Seahorses are actually poor swimmers and instead wrap their tails around seagrass and corals to stop themselves from being carried away by currents.
But much of their habitat across the Australian east coast was destroyed between 2010 and 2013, so researchers have been helping conserve these seahorses by rehousing them in man-made structures aptly named ‘seahorse hotels.’
“It means the world to the team at SEA LIFE Sydney Aquarium, to lead the charge, collaborating with such highly esteemed experts and to be able to contribute towards the recovery of a species that really needs our help, in our own backyard,” says Daniel Sokolnikoff, Aquarist and Seahorse Expert at SEA LIFE Sydney Aquarium and leading the Sydney Seahorse Breeding Project.
“We have taken some really exciting steps over the last three years and will continue to do so for years to come.”
The collaboration between industry experts includes the Gamay Rangers and the Sydney Institute of Marine Science – with scientists from the University of New South Wales (UNSW), the University of Technology Sydney (UTS) and industry experts from the NSW Department of Primary Industries (DPI) Fisheries and the Gamay Rangers.
This species, which is also known as the ‘Sydney Seahorse,’ has been in dramatic population decline over the past decade and is now Australia’s only threatened seahorse species.
In September 2021, aquarists at SEA LIFE Sydney Aquarium paired up breeding adults for the third time and babies were born and raided from October.
Then, in July 2022 the juveniles were tagged for future monitoring by injecting coloured elastomer fish tags in a unique pattern just under their skin – allowing them to be identified individually.
“Today was another milestone of success in the conservation stocking program,” says Dr David Harasti, Senior Marine Scientist with DPI Fisheries, who has over a decade of experience working with seahorses and will oversee the release and follow-up.
“The conservation actions being implemented in this large collaborative project, such as the restocking and the deployment of artificial seahorse hotels, are helping ensure this endangered seahorse is given every chance to recover.”

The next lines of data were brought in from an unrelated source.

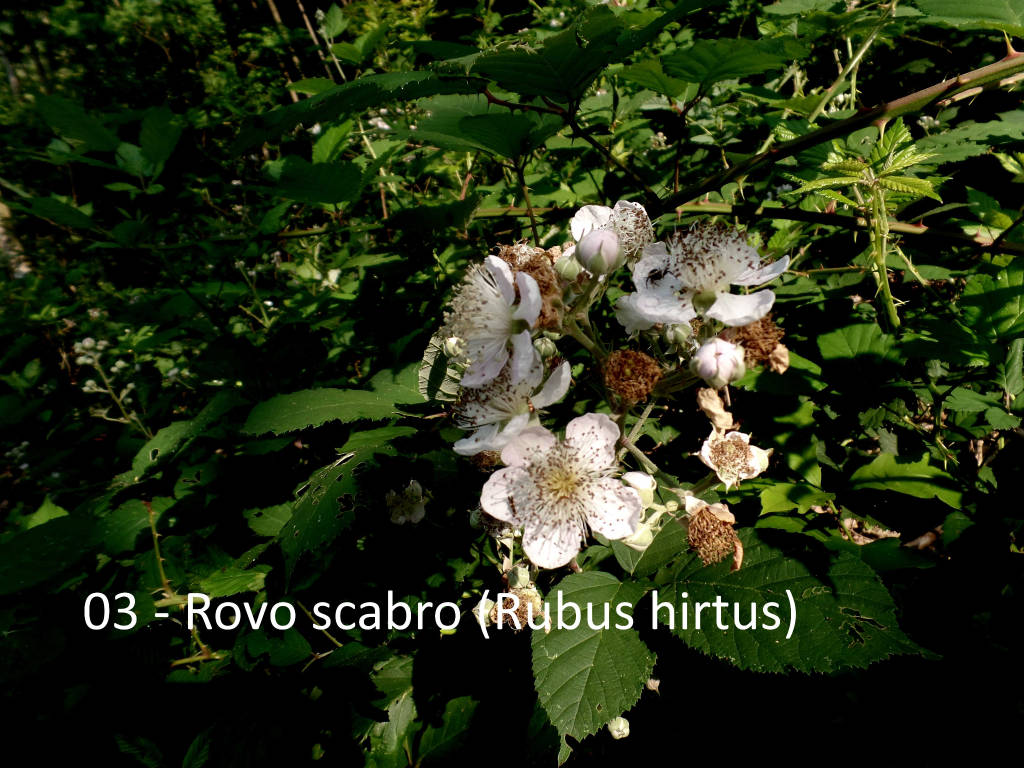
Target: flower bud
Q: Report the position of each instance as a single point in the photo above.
(455, 347)
(600, 252)
(680, 335)
(719, 363)
(643, 483)
(545, 347)
(619, 728)
(566, 266)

The artificial seahorse hotels are made of net and steel which algae, sponges, and corals can grow on over time to create a home for the endangered seahorses. Then the metal frame will eventually erode, leaving behind the natural habitat that grew around it.

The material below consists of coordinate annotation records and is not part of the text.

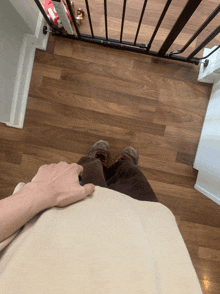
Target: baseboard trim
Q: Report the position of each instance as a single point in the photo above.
(24, 72)
(207, 193)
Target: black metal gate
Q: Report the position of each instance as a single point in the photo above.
(181, 21)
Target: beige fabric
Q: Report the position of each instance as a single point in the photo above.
(108, 243)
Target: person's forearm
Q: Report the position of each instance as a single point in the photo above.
(17, 209)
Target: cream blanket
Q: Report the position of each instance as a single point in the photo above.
(108, 243)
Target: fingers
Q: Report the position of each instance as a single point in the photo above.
(88, 189)
(79, 169)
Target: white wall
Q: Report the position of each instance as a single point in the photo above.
(12, 30)
(207, 160)
(21, 32)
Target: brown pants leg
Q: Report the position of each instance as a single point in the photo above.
(123, 176)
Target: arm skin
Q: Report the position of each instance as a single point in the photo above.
(54, 185)
(17, 209)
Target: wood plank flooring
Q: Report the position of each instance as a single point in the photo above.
(81, 93)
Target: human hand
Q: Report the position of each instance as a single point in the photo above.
(60, 183)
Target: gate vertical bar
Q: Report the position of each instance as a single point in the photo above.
(206, 22)
(90, 21)
(206, 41)
(106, 23)
(139, 25)
(123, 17)
(185, 15)
(159, 23)
(73, 18)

A simple box design has been used for the past two years, but this year two new designs are being trialed to see whether different structures and materials are preferred. This includes a fun design that resembles a house (fitting for a seahorse hotel), and a “Nautilus shell” design with curves meant to mimic nature – developed by Dr Kate Dunn and her team of researchers from UNSW’s Built Environment Design Futures Lab.

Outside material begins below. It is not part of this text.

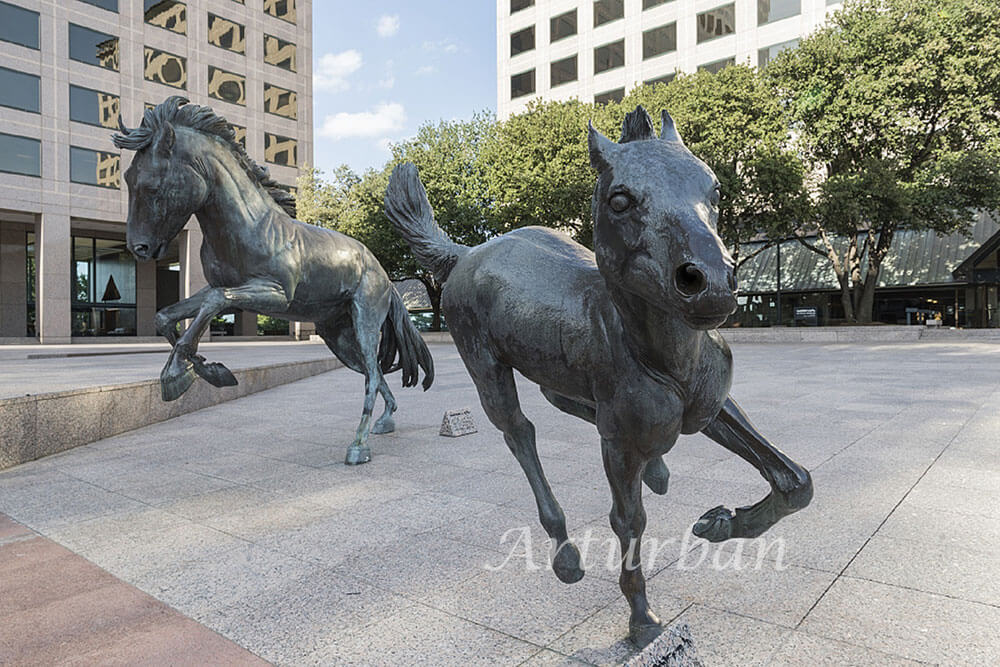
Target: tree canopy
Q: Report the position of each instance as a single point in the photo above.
(896, 109)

Because the seahorses are individually tagged, diving surveys will determine whether there has been migration from one hotel design to another.
But the seahorse hotels are also getting a bit of landscaping… or should we say sea-scaping?
Professor Adriana Vergés and her team of researchers at UNSW and the Sydney Institute of Marine Science have also been planting Posidonia seagrass with the hotels.
Posidonia is the seahorses’ preferred natural habitat and also an endangered species, so these efforts are helping to conserve more than just one species.
“We are hoping that by combining the use of seahorse hotels with the restoration of Posidonia we are giving seahorses the best chance of recovery, while we also work on the recovery of their natural habitats,” says Professor Vergés.